The disk arrived the next and i had to replace it. But this time the NetApp FAS mocked me. It didn’t show which disk is defective and thus should be replaced. There should a LED light up in orange, but it didn’t.
Let me show you how i solved this LED specific problem, and how i did the whole replacement process. I know, the NetApp experts among us will probably cry. But i’m not the storage pro, i did it step by step with some help of my good old friend Google 😉
1) Check Auto-Assign
Auto-Assign is a good feature as i think. If you have unowned disks on a stack, loop, or shelf, you can configure Data ONTAP to automatically assign disk ownership at the stack or shelf level. So let’s check if it’s enabled or not.
Open PuTTy (or an SSH client you like) and connect to the affected storage controller.
Login as root.
Enter “options disk” to check if Auto-Assign is ON or OFF.
You should see something similar to this
If Auto-Assign is OFF you can enable it with “options disk.auto_assign on“.
If you like you can check if Auto-Assign now really is on if you enter “options disk” again.
2) Light up the LED of the broken disk
I assume you’re still connected with your storage controller.
In the next step we enable the diagnostics mode. We need that to activate the LED.

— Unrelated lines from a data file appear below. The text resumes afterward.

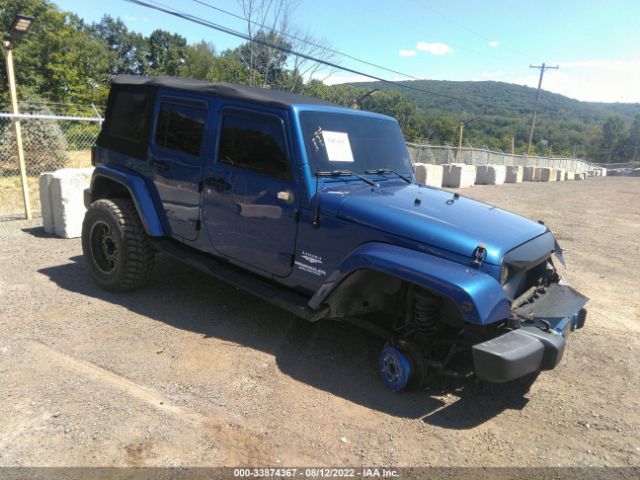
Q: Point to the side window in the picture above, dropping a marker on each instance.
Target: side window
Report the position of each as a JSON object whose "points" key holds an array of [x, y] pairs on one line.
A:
{"points": [[180, 128], [128, 116], [255, 143]]}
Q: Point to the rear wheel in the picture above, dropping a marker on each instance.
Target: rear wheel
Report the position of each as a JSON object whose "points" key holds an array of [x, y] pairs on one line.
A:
{"points": [[116, 248]]}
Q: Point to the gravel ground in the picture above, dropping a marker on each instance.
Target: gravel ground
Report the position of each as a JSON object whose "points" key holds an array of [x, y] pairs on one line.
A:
{"points": [[192, 372]]}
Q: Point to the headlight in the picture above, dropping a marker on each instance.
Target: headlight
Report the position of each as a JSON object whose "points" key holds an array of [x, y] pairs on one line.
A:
{"points": [[504, 274]]}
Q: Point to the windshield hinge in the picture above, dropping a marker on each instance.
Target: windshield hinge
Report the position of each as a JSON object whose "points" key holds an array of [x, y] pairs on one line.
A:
{"points": [[479, 254]]}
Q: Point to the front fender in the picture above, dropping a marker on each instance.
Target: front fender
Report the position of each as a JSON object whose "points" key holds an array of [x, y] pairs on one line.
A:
{"points": [[138, 191], [478, 295]]}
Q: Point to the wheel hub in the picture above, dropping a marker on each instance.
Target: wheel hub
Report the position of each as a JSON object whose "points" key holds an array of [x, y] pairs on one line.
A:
{"points": [[394, 367], [104, 248]]}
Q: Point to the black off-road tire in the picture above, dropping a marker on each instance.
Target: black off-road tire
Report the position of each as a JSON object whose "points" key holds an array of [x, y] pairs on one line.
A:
{"points": [[420, 377], [116, 248]]}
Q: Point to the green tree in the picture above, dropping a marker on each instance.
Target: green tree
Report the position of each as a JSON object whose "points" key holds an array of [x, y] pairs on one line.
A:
{"points": [[200, 61], [165, 54], [128, 49], [265, 64], [614, 132]]}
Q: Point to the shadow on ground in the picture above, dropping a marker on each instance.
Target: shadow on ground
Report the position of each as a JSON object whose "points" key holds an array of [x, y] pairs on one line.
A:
{"points": [[332, 356]]}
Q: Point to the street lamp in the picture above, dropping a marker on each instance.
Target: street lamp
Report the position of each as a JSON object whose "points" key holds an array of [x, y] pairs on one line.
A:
{"points": [[19, 27]]}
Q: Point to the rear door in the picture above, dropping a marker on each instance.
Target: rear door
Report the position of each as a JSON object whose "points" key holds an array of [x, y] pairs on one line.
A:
{"points": [[249, 202], [176, 155]]}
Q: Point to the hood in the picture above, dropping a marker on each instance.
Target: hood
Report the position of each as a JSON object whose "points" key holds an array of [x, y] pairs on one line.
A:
{"points": [[435, 218]]}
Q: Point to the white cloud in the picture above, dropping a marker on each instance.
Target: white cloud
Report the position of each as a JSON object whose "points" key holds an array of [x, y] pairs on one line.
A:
{"points": [[591, 80], [494, 75], [436, 48]]}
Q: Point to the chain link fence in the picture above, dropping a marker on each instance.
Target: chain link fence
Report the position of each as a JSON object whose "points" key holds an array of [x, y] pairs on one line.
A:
{"points": [[440, 154], [53, 141], [50, 142]]}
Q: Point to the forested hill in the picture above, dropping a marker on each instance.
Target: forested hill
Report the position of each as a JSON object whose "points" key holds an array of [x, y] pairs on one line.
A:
{"points": [[501, 99]]}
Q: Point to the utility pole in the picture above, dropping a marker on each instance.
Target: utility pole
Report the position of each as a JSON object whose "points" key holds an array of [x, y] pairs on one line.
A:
{"points": [[458, 153], [18, 130], [19, 27], [542, 68]]}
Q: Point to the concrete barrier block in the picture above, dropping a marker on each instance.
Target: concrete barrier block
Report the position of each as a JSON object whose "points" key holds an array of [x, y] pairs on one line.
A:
{"points": [[515, 174], [429, 174], [458, 175], [46, 207], [548, 174], [490, 174], [532, 174], [67, 203], [528, 174], [536, 174]]}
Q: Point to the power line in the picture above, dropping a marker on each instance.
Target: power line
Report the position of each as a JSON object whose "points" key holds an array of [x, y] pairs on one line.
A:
{"points": [[472, 31], [308, 42], [542, 68], [221, 28]]}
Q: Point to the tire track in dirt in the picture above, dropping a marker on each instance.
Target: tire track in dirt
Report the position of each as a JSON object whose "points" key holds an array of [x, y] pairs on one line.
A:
{"points": [[238, 445]]}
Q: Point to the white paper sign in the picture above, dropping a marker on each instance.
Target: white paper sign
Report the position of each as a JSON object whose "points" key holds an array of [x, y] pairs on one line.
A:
{"points": [[338, 146]]}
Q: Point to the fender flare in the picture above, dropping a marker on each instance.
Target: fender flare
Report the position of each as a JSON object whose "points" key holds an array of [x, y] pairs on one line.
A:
{"points": [[139, 192], [478, 295]]}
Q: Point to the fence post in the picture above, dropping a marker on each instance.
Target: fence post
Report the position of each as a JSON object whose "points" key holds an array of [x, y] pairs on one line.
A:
{"points": [[18, 130]]}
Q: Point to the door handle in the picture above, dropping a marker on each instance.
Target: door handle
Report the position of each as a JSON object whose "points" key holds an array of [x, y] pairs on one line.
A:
{"points": [[158, 165], [217, 183]]}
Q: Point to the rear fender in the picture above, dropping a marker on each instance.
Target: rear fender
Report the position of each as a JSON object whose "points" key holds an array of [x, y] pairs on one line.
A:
{"points": [[478, 295], [104, 177]]}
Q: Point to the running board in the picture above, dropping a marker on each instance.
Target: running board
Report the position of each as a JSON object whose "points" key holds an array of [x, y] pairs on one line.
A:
{"points": [[263, 288]]}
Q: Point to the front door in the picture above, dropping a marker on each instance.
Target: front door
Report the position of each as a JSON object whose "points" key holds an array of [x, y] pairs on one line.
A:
{"points": [[175, 154], [250, 207]]}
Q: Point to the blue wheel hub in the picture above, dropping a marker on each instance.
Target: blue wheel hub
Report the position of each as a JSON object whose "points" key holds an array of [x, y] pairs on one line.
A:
{"points": [[394, 367]]}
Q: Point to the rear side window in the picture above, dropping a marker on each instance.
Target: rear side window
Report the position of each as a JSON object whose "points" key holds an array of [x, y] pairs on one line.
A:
{"points": [[180, 128], [128, 115], [127, 125], [255, 143]]}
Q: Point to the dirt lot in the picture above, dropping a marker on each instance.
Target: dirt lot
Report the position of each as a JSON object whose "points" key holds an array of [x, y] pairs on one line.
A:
{"points": [[190, 371]]}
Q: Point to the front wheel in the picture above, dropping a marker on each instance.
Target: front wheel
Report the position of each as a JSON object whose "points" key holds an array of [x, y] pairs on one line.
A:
{"points": [[402, 367], [116, 249]]}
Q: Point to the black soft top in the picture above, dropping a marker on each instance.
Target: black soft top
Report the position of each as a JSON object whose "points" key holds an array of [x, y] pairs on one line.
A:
{"points": [[274, 98]]}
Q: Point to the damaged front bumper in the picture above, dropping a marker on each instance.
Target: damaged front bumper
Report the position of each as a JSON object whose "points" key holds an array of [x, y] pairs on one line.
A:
{"points": [[540, 327]]}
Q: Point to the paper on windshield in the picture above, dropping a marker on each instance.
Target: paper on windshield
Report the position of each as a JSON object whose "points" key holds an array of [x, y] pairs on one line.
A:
{"points": [[338, 146]]}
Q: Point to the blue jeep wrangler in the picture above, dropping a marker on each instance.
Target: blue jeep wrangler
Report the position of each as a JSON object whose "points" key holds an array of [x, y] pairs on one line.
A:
{"points": [[314, 207]]}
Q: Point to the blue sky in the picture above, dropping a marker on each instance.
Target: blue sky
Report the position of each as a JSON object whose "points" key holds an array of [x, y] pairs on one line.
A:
{"points": [[595, 42]]}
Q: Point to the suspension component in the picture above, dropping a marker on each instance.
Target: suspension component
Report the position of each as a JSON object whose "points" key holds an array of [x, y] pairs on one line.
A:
{"points": [[426, 311]]}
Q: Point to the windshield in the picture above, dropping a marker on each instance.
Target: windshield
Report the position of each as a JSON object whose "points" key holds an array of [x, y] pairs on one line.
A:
{"points": [[356, 143]]}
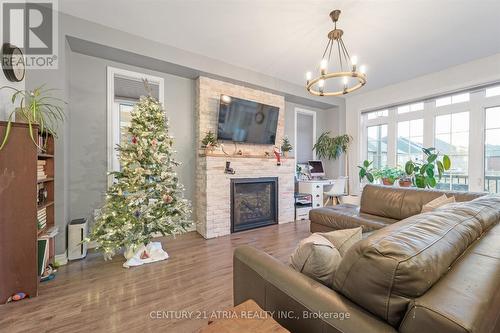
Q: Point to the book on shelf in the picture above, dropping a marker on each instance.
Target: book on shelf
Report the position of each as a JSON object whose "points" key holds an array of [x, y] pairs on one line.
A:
{"points": [[42, 218]]}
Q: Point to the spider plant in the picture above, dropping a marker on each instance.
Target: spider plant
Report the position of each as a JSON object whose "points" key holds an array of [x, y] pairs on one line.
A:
{"points": [[331, 147], [36, 107]]}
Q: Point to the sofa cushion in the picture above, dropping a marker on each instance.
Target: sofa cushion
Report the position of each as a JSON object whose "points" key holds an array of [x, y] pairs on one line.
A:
{"points": [[399, 202], [385, 271], [436, 203], [316, 257], [467, 299], [343, 239]]}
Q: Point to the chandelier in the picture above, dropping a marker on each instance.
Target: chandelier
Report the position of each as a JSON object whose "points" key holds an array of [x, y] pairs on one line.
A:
{"points": [[352, 78]]}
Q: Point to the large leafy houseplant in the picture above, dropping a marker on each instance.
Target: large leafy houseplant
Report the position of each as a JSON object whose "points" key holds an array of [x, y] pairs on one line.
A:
{"points": [[388, 175], [36, 107], [424, 173], [331, 148]]}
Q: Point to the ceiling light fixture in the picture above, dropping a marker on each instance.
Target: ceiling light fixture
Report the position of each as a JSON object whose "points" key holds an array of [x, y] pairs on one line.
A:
{"points": [[347, 66]]}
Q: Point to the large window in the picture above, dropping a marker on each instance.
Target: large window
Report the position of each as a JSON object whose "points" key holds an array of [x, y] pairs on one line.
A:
{"points": [[492, 150], [452, 138], [124, 89], [377, 145], [464, 125], [410, 138]]}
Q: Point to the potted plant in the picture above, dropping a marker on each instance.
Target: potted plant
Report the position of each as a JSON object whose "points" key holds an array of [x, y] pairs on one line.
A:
{"points": [[405, 180], [423, 173], [209, 142], [331, 147], [388, 175], [366, 171], [286, 146], [36, 107]]}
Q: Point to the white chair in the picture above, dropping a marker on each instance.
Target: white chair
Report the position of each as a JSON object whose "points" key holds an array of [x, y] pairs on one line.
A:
{"points": [[337, 191]]}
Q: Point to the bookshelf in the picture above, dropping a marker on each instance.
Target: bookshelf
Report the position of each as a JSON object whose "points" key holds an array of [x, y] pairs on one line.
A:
{"points": [[21, 200]]}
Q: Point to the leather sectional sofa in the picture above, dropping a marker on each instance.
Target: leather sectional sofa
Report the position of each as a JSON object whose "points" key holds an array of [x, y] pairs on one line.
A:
{"points": [[380, 206], [430, 272]]}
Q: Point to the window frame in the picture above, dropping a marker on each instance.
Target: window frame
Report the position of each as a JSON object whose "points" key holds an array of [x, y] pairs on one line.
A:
{"points": [[476, 106], [112, 112]]}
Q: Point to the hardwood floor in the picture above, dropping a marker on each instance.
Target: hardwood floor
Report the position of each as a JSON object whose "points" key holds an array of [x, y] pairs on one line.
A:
{"points": [[92, 295]]}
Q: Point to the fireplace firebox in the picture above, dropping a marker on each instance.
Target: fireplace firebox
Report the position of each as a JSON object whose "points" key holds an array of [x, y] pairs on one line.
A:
{"points": [[254, 203]]}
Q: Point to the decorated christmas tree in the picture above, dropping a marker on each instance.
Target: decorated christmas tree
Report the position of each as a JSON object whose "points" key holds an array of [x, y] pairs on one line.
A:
{"points": [[146, 197]]}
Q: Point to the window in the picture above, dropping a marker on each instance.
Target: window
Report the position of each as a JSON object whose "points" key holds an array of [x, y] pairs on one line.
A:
{"points": [[492, 150], [377, 145], [124, 109], [452, 138], [377, 114], [493, 91], [454, 99], [410, 139], [123, 91], [411, 108]]}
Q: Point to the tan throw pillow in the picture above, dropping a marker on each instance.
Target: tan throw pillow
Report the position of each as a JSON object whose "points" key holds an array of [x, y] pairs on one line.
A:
{"points": [[343, 239], [317, 258], [436, 203]]}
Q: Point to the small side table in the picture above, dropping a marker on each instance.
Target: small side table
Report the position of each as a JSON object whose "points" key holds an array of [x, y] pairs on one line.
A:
{"points": [[247, 317]]}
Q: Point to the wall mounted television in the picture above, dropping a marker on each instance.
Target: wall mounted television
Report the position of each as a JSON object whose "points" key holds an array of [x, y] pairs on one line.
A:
{"points": [[247, 121]]}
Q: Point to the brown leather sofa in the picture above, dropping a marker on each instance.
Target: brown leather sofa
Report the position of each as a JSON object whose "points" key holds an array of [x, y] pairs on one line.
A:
{"points": [[380, 206], [432, 272]]}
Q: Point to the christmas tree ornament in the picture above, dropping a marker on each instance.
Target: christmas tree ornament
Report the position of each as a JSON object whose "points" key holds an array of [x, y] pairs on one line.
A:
{"points": [[146, 198]]}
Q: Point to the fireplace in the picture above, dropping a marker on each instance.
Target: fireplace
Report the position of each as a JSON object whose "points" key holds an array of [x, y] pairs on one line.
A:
{"points": [[254, 203]]}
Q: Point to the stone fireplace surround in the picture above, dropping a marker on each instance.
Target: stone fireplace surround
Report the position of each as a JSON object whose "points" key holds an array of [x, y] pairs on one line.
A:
{"points": [[213, 186]]}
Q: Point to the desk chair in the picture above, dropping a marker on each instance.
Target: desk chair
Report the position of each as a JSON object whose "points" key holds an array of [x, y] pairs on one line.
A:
{"points": [[337, 191]]}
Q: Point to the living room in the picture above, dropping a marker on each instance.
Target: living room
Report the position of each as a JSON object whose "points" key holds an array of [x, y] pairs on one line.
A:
{"points": [[264, 166]]}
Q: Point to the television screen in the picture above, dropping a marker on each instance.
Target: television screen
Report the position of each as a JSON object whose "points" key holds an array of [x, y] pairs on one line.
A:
{"points": [[246, 121]]}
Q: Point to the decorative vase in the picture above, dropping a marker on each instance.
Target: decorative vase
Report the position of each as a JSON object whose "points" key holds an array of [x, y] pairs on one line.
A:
{"points": [[387, 181], [405, 182], [140, 255]]}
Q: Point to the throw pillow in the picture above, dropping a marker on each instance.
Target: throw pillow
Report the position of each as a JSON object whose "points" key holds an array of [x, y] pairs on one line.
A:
{"points": [[436, 203], [316, 257], [343, 239]]}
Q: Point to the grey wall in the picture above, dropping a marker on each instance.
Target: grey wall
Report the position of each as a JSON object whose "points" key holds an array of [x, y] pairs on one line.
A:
{"points": [[88, 138], [79, 143]]}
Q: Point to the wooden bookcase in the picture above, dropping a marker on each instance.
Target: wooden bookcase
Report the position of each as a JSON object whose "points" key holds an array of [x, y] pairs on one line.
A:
{"points": [[19, 232], [47, 157]]}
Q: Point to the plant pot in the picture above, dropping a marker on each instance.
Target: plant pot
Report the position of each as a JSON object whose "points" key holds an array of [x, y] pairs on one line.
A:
{"points": [[387, 181], [405, 182], [19, 116]]}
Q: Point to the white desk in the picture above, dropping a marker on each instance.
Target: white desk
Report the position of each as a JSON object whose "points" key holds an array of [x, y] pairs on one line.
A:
{"points": [[315, 187]]}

Enter “priv set diag” to enable diagnostics mode.
Now we need to find out which disk is defective. Enter “aggr status -f” to find out. You should see something similar to this:
Now let’s light up the LED! Enter “led_on Disk_name” (=> “led_on 0a.00.23” in this example) to get the light on.
Now you should see the orange LED light showing up. Now you know which disk is broken and want’s to be replaced.
3) Replace the broken disk and assign it as spare
I assume you’re still connected with your storage controller. One last thing is to do.
After you replaced your disk, check if the disk is recognized by the controller and probably owned on a stack, loop or shelf.
Enter “disk show -n” to get the needed information.
You should see something similar to this:
DISK OWNER POOL SERIAL NUMBER HOME
-------- ------------- ----- ------------- ------
2c.01.13 Not Owned NONE 3QQ2xxxxxxxxxxxxBQT4
You now know that there is a disk waiting for duty.
Enter “disk assign 2c.01.13” (where 2c.01.13 should be replaced with your current disk name) to assign it.
In my specific case the disk was assigned as spare, because the spare was automatically set as an active disk to replace the broken one.